Although Plaintiff is correct that he was not required to provide detailed time records, the Court may, in its discretion, require the production of more detailed records. The Court finds more detailed records are necessary to determine whether the time billed by Plaintiffs’ attorneys was reasonable. Additionally, the Court agrees that Plaintiff’s counsel’s hourly rates are unreasonable.

In assessing the reasonableness of hourly billing rates,¿“the court may rely on its own knowledge and familiarity with the legal market, as well as the experience, skill, and reputation of the attorney requesting fees [citation], the difficulty or complexity of the litigation to which that skill was applied [citations], and affidavits from other attorneys regarding prevailing fees in the community and rate determinations in other cases.”  (569 East County Boulevard LLC v. Backcountry Against the Dump, Inc.¿(2016) 6 Cal.App.5th 426, 437; see¿Mountjoy v. Bank of America, N.A.¿(2016) 245 Cal.App.4th 266, 272 [“a reasonable hourly rate is the product of a multiplicity of factors . . . [including] the level of skill necessary, time limitations, the amount to be obtained in the litigation, the attorney’s reputation, and the undesirability of the case”].)¿

Here, Plaintiff’s counsel provided a declaration stating he arrived at the following hourly rates requested using the Fitzpatrick Matrix: (1) Yourist $852.35 per hour, (2) Hanna $644.38 per hour, and (3) Nangano $869.59 per hour. (Yourist Decl., ¶10.) However, these rates are significantly higher than fees typically charged by attorneys with the same experience in Los Angeles. Based on the Court’s experience with these matters, the complexity of this case, the quality of the services performed in this case, and the experience of Plaintiffs’ attorneys, the Court finds the requested rates are unreasonably high.

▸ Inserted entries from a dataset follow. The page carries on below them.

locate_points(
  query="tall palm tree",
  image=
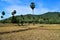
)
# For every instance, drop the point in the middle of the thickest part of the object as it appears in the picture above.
(32, 5)
(14, 12)
(13, 16)
(3, 13)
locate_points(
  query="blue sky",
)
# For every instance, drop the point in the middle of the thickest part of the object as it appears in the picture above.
(23, 6)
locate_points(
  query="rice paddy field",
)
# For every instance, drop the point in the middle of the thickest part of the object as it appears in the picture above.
(30, 32)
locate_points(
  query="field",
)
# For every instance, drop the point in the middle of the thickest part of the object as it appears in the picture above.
(30, 32)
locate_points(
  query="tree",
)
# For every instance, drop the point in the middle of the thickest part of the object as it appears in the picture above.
(32, 5)
(13, 16)
(3, 13)
(22, 20)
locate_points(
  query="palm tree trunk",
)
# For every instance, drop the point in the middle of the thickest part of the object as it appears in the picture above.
(33, 16)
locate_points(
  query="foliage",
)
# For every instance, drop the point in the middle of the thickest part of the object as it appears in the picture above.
(46, 18)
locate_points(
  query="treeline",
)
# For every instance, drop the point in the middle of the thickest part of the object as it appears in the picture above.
(46, 18)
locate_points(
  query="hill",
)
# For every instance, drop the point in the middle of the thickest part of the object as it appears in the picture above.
(47, 18)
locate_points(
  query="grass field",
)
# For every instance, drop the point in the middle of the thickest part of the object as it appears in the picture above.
(30, 32)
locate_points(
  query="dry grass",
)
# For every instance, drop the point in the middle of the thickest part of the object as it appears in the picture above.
(39, 33)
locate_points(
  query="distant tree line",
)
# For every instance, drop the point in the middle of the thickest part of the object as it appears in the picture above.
(47, 18)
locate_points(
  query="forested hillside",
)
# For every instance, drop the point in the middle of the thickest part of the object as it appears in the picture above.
(47, 18)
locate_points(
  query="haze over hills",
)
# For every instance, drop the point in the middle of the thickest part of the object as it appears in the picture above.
(49, 18)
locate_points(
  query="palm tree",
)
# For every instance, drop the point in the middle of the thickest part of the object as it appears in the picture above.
(3, 13)
(13, 16)
(14, 12)
(32, 5)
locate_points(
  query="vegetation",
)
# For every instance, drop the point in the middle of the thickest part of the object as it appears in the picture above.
(46, 18)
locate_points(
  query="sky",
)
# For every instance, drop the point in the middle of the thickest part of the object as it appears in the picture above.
(23, 6)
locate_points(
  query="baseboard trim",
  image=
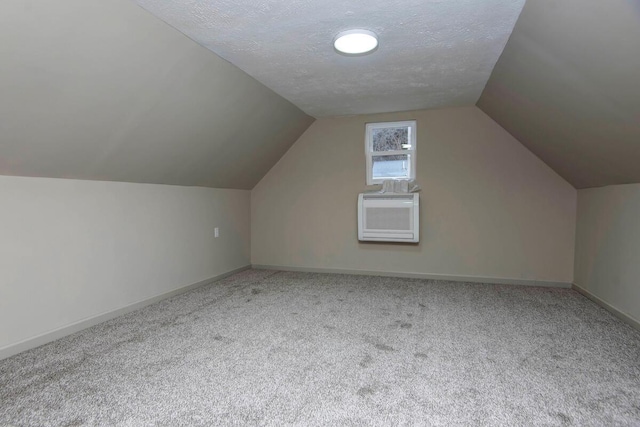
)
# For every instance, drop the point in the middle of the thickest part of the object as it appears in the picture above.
(452, 278)
(55, 334)
(634, 323)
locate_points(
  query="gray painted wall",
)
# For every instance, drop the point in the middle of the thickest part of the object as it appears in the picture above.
(103, 90)
(72, 250)
(489, 208)
(567, 87)
(608, 246)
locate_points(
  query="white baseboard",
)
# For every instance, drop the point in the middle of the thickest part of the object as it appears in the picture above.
(47, 337)
(634, 323)
(453, 278)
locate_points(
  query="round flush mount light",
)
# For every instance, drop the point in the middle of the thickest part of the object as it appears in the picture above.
(355, 42)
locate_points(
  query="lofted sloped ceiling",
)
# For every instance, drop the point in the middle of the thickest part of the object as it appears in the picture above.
(432, 53)
(568, 87)
(102, 90)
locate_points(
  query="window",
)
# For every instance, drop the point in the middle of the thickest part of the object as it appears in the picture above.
(390, 150)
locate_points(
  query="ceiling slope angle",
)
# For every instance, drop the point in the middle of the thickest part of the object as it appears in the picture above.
(431, 53)
(103, 90)
(567, 86)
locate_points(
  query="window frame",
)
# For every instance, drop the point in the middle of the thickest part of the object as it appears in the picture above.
(369, 153)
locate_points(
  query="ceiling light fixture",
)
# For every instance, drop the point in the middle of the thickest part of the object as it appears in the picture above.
(355, 42)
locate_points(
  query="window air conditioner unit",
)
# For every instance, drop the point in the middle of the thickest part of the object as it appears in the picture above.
(388, 217)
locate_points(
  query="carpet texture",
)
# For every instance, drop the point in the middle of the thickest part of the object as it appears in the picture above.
(282, 348)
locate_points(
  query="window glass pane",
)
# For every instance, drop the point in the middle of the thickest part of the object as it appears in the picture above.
(385, 167)
(389, 139)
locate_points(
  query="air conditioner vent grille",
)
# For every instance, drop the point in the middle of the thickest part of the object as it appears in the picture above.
(388, 219)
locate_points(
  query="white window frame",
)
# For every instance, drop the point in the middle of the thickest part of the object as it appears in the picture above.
(369, 153)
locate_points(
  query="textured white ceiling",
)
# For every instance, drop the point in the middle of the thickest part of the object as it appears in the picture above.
(432, 53)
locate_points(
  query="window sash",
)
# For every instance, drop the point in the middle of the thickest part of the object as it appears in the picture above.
(370, 153)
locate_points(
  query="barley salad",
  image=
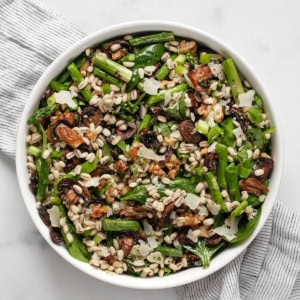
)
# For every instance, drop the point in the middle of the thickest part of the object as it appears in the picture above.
(148, 155)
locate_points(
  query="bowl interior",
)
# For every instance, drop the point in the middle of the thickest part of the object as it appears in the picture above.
(59, 64)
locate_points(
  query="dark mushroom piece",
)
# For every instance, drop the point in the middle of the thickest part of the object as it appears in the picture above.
(264, 163)
(210, 161)
(44, 215)
(189, 134)
(149, 138)
(253, 186)
(214, 240)
(183, 239)
(55, 235)
(101, 170)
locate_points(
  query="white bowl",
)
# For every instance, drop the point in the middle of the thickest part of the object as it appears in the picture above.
(60, 63)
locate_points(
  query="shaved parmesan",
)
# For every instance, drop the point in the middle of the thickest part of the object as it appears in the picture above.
(144, 250)
(246, 98)
(192, 201)
(213, 207)
(210, 119)
(217, 70)
(151, 86)
(54, 215)
(192, 236)
(148, 229)
(152, 242)
(64, 97)
(212, 147)
(225, 232)
(150, 154)
(238, 132)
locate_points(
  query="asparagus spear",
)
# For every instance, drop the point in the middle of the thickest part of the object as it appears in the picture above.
(152, 39)
(77, 78)
(204, 252)
(233, 78)
(154, 99)
(112, 67)
(222, 152)
(233, 182)
(148, 56)
(107, 77)
(120, 225)
(215, 190)
(238, 210)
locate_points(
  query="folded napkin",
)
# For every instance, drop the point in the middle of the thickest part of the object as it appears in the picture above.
(31, 37)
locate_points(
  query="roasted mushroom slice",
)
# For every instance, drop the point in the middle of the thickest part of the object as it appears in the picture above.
(126, 244)
(149, 138)
(264, 164)
(253, 186)
(189, 134)
(210, 161)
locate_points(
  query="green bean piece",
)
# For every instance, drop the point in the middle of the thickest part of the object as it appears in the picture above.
(112, 67)
(202, 127)
(214, 132)
(77, 78)
(169, 251)
(34, 151)
(57, 86)
(228, 136)
(233, 78)
(246, 228)
(106, 152)
(106, 88)
(232, 178)
(180, 70)
(256, 137)
(245, 167)
(105, 76)
(222, 152)
(76, 248)
(182, 106)
(154, 99)
(145, 123)
(255, 115)
(138, 194)
(214, 190)
(120, 225)
(148, 56)
(152, 39)
(205, 253)
(239, 210)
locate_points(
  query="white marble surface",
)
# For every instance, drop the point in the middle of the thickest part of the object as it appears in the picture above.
(266, 33)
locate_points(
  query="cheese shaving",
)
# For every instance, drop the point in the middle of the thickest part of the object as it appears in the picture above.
(246, 98)
(64, 97)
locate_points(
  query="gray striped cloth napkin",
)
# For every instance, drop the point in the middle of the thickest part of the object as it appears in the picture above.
(31, 36)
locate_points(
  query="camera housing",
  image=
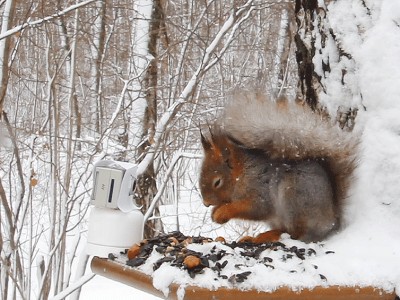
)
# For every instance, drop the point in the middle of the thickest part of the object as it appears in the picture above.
(115, 221)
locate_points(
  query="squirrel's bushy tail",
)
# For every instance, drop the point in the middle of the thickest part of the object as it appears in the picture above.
(290, 131)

Additionally, even with the age and complexity of this case, it appears unreasonable that Plaintiff’s counsel billed over 2,000 hours on this case. The lack of more detailed records makes the Court’s task here more difficult. Without billing records, the Court cannot evaluate whether the time spent on this case was reasonable.  

The Court continues the motions for attorney fees and to tax costs to April 16, 2025 to allow Plaintiff to provide more detailed billing records reflecting the time each attorney and paralegals spent on this matter. Plaintiff is ordered to calculate fees according to the following rates: (1) $500 per hour for Yourist, (2) $475 per hour for Hanna, and (3) $550 per hour for Nagano.

Conclusion

The motions for attorney fees and to tax costs are CONTINUED to April 16, 2025. Plaintiff is ordered to file and serve its supplemental briefing by March 28, 2025. Defendants may file their opposition by April 3, 2024. Plaintiff is to file a reply by April 9, 2025.